Итак, писатели нового времени не слишком преуспели в истории оттого, что человечество по–иному вершит сбои дела, что порядок вещей и ход времени изменились, что в нравственности, политике и философии все труднее отыскать непроторенные пути; что же касается французов, не способных, как правило, создать ничего, кроме хороших мемуаров, то причина этой их особенности — в их национальном характере.
Корни вышеупомянутого свойства французов поначалу искали в политике: высказывалось мнение, что история не получила у нас такого развития, как у древних, оттого, что независимость ее постоянно ущемляли. Это утверждение, как нам кажется, находится в полном противоречии с фактами. Ии в одну эпоху, ни в одной стране, каков бы ни был ее государственный строй, свободомыслие не расцветало так бурно, как во Франции времен монархии[363]. Разумеется, нам могут привести в ответ примеры гонений, суровых и несправедливых запретов, но они не перевесят примеров противоположного рода. Откройте любые из наших мемуаров — на каждой странице вы встретите самые нелицеприятные и подчас оскорбительные суждения о королях, знати, священниках. Французы никогда не раболепствовали под гнетом; за те притеснения, которые они терпели от монархии, они всегда вознаграждали себя независимостью взглядов. Сказки Рабле, трактат Ла Боэси «О добровольном рабство, «Опыты» Монтеня, «Мудрость» Шаррона, «Республики» Бодена, сочинения в защиту Лиги, трактат, где Мариана осмеливается оправдывать цареубийство[364], доказывают, что свобода слова родилась не сегодня. Если стать историком доступно только гражданину, но не подданному, то как случилось, что Тацит и даже Тит Ливий, а в новое время епископ из Mo и Монтескье давали суровые наставления[365], будучи подданными самых властных монархов, какие только существовали на земле? Без сомнения, порицая все бесчестное и восхваляя все доброе, эти великие гении были далеки от мысли, что свобода слова заключается в сопротивлении власти и подрыве основ государства; без сомнения, найди они своим талантам столь пагубное применение, Август, Траян и Людовик заставили бы их замолчать; но разве зависимость подобного рода не является скорее благом, чем злом?
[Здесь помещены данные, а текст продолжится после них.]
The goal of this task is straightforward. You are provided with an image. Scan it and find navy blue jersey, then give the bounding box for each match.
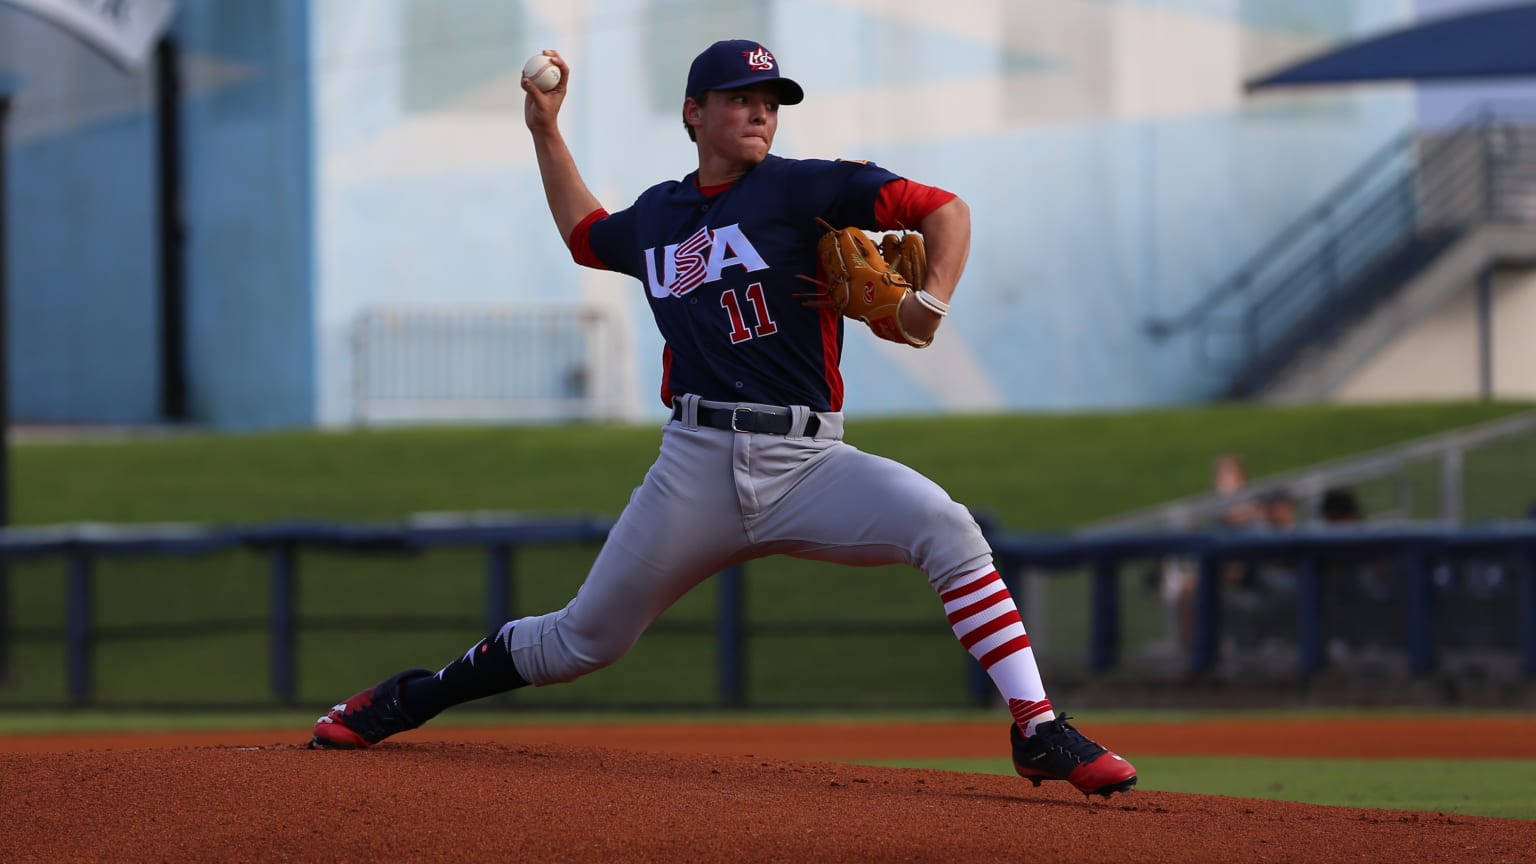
[587,154,900,411]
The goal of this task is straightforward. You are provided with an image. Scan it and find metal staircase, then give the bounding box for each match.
[1148,104,1536,398]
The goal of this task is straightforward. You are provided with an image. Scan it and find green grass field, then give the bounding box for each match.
[3,401,1534,710]
[868,756,1536,819]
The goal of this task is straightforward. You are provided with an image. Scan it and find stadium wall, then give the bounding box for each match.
[311,0,1417,424]
[1335,265,1536,402]
[3,0,1423,429]
[0,0,314,429]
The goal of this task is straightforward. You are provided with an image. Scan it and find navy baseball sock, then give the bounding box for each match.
[399,622,528,723]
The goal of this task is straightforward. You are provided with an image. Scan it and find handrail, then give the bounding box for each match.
[1080,409,1536,534]
[1147,102,1536,381]
[1145,128,1417,338]
[1221,125,1536,395]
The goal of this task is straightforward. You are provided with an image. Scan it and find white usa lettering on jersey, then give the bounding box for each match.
[645,223,769,298]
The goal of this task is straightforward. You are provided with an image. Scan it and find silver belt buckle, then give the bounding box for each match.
[730,406,753,432]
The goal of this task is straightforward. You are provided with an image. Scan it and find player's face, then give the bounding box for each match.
[694,86,779,165]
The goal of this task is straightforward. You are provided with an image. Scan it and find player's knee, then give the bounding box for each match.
[920,497,984,539]
[512,610,639,685]
[538,648,621,685]
[550,626,638,682]
[564,645,627,679]
[911,499,992,584]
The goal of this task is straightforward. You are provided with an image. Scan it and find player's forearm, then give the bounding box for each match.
[531,129,604,246]
[916,196,970,304]
[895,196,968,346]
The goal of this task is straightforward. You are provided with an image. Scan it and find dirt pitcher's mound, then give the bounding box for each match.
[3,742,1530,864]
[10,715,1536,758]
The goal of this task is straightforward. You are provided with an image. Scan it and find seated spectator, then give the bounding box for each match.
[1262,490,1298,531]
[1321,488,1363,525]
[1161,452,1263,652]
[1213,452,1264,531]
[1227,491,1304,659]
[1251,489,1300,593]
[1316,486,1401,659]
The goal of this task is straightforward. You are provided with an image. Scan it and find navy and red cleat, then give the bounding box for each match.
[310,668,432,750]
[1010,715,1137,798]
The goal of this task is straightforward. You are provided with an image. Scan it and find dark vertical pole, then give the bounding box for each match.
[1190,555,1222,674]
[483,543,514,636]
[155,38,187,421]
[716,565,746,708]
[1088,558,1120,672]
[1477,268,1493,402]
[0,96,10,684]
[270,545,296,704]
[483,543,516,705]
[1520,554,1536,678]
[1296,553,1324,676]
[66,554,93,705]
[1404,549,1436,677]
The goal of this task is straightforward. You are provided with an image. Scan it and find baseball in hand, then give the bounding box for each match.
[523,53,561,92]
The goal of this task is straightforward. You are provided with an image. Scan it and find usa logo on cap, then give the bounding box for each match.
[685,39,804,105]
[743,46,775,71]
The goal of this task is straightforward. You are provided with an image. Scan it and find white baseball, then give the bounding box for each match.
[522,53,561,92]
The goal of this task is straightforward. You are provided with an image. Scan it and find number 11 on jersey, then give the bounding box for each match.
[720,283,778,344]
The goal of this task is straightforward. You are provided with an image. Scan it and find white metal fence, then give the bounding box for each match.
[351,304,626,424]
[1081,410,1536,533]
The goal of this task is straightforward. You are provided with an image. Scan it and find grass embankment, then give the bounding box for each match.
[14,401,1534,528]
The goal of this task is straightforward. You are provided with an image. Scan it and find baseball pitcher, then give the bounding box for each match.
[311,39,1136,799]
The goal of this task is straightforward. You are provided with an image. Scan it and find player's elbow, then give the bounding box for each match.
[922,195,969,232]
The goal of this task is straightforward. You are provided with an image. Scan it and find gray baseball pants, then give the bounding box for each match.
[508,394,994,685]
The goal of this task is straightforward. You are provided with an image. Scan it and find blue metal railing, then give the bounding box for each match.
[1148,105,1536,397]
[1143,128,1419,343]
[3,517,1535,707]
[993,523,1536,678]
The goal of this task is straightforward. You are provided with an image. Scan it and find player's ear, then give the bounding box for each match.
[683,96,704,129]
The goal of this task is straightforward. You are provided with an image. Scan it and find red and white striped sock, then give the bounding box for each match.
[940,566,1056,737]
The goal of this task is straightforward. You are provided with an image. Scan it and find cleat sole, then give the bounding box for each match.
[309,731,367,750]
[1089,776,1138,798]
[309,737,354,750]
[1016,762,1137,798]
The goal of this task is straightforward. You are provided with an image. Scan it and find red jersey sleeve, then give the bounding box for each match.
[567,207,611,269]
[874,179,957,231]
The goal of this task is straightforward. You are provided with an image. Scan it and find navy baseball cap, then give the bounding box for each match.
[685,39,804,105]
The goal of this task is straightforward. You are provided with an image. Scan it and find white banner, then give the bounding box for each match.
[3,0,177,70]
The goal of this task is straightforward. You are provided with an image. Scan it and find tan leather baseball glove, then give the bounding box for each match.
[879,230,926,294]
[796,221,930,347]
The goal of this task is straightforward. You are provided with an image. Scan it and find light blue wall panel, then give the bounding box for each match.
[1,7,160,425]
[1,0,315,430]
[9,111,161,423]
[175,0,314,429]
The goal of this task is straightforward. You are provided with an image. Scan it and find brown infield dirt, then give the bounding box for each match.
[3,717,1533,863]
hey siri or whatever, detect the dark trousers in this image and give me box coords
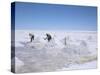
[30,36,34,42]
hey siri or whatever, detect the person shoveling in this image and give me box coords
[28,33,45,49]
[44,33,52,42]
[29,33,34,42]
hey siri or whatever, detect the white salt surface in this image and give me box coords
[58,60,97,71]
[12,30,97,73]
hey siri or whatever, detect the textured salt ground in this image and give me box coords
[13,44,97,73]
[15,46,68,73]
[57,60,97,71]
[12,30,97,73]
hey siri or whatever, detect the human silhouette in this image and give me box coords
[44,33,52,42]
[29,33,34,42]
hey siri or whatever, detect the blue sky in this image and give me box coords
[15,2,97,31]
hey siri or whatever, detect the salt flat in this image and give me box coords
[12,30,97,73]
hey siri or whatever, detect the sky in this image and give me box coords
[14,2,97,31]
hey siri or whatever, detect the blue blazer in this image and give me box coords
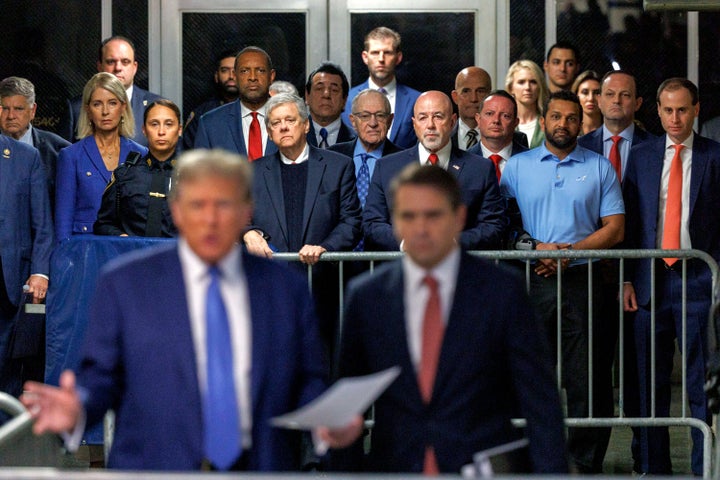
[335,253,568,473]
[306,118,356,148]
[54,136,147,242]
[577,125,655,181]
[194,100,278,158]
[0,135,53,306]
[363,148,506,251]
[79,244,327,470]
[250,146,362,252]
[342,81,420,149]
[65,86,163,146]
[32,127,71,205]
[624,133,720,305]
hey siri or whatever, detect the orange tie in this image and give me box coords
[248,112,262,161]
[609,135,623,182]
[662,144,684,266]
[489,154,503,183]
[427,153,438,166]
[419,275,444,475]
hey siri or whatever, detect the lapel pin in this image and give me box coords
[86,171,92,176]
[143,100,148,106]
[452,164,460,170]
[2,148,10,158]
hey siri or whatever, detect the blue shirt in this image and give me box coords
[352,141,383,179]
[500,143,624,245]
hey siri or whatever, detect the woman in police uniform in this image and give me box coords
[94,99,182,237]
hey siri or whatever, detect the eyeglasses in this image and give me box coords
[352,111,390,123]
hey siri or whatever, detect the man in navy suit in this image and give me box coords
[363,90,506,251]
[332,164,568,474]
[342,27,420,149]
[0,134,53,395]
[21,149,360,471]
[623,78,719,476]
[450,67,491,151]
[194,47,278,161]
[0,76,70,208]
[467,90,528,180]
[63,36,162,146]
[304,62,355,149]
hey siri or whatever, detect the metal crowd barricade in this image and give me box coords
[276,248,718,479]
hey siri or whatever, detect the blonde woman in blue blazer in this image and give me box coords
[55,73,147,242]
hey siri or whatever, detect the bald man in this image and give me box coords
[450,67,492,151]
[363,90,506,251]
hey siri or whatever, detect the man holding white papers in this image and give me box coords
[331,164,568,474]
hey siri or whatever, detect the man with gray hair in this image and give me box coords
[243,93,361,353]
[269,80,298,97]
[0,76,70,204]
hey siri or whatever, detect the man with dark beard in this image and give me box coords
[499,89,625,474]
[183,50,239,149]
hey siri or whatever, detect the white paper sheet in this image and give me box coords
[270,366,401,429]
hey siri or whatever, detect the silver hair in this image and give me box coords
[269,80,298,96]
[351,88,391,114]
[263,93,308,127]
[169,149,252,203]
[0,76,36,105]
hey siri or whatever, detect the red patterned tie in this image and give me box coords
[609,135,622,182]
[419,275,443,474]
[662,144,684,266]
[489,154,503,183]
[248,112,262,161]
[427,153,438,166]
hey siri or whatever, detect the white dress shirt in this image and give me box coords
[314,117,342,147]
[656,133,693,250]
[402,248,460,370]
[240,103,269,155]
[179,239,253,449]
[369,77,397,137]
[417,141,452,170]
[479,143,514,174]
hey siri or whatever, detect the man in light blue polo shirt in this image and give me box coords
[500,89,624,474]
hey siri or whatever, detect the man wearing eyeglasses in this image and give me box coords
[363,90,506,251]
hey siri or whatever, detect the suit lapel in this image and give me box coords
[0,137,10,205]
[302,149,325,242]
[689,136,708,218]
[447,150,465,179]
[229,101,247,156]
[83,137,112,183]
[261,155,288,246]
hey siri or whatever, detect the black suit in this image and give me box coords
[334,252,568,473]
[307,118,356,148]
[31,127,70,208]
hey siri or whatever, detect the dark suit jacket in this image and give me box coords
[0,135,53,307]
[466,139,529,158]
[64,86,163,146]
[577,125,654,180]
[79,243,327,470]
[306,118,356,148]
[363,148,506,250]
[250,145,361,251]
[342,81,420,149]
[194,100,278,158]
[328,138,402,158]
[334,253,568,473]
[624,133,720,305]
[54,136,147,241]
[31,126,71,205]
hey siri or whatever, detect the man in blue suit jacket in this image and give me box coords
[22,149,343,471]
[341,27,420,149]
[195,47,278,160]
[0,134,54,395]
[332,165,568,474]
[304,62,356,149]
[363,91,505,251]
[623,78,719,476]
[63,36,162,146]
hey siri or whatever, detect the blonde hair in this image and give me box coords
[504,60,548,115]
[77,72,135,139]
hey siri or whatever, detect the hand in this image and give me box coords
[25,275,49,304]
[315,415,364,450]
[21,370,82,435]
[243,230,273,258]
[534,242,571,277]
[298,245,327,265]
[623,283,638,312]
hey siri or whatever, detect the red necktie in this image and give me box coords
[662,144,684,266]
[248,112,262,161]
[609,135,622,182]
[489,154,503,183]
[418,275,444,475]
[427,153,438,166]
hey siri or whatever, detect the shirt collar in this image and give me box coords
[665,131,694,151]
[353,139,383,159]
[241,102,267,119]
[178,238,243,283]
[402,246,461,291]
[417,140,452,169]
[368,77,397,97]
[538,142,585,163]
[18,125,33,146]
[280,143,310,165]
[126,84,134,103]
[602,123,635,143]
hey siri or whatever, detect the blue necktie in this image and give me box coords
[204,266,241,470]
[319,127,329,148]
[354,154,371,251]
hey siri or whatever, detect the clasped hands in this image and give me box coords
[534,242,572,277]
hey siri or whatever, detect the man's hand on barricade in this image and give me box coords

Не идя против законов, Вольтер подарил нам «Карла XII» и «Век Людовика XIV»; презрев всяческие узы, он написал всего лишь «Опыт о нравах»[366]. Есть истины, которые, возбуждая страсти, становятся источниками величайших беспорядков, и тем не менее, если справедливый закон не принуждает нас к молчанию, мы с особенным наслаждением срываем покровы именно с этих истин, ибо они равно удовлетворяют и ожесточенности наших сердец, следствию первородного греха, и нашему исконному стремлению к истине.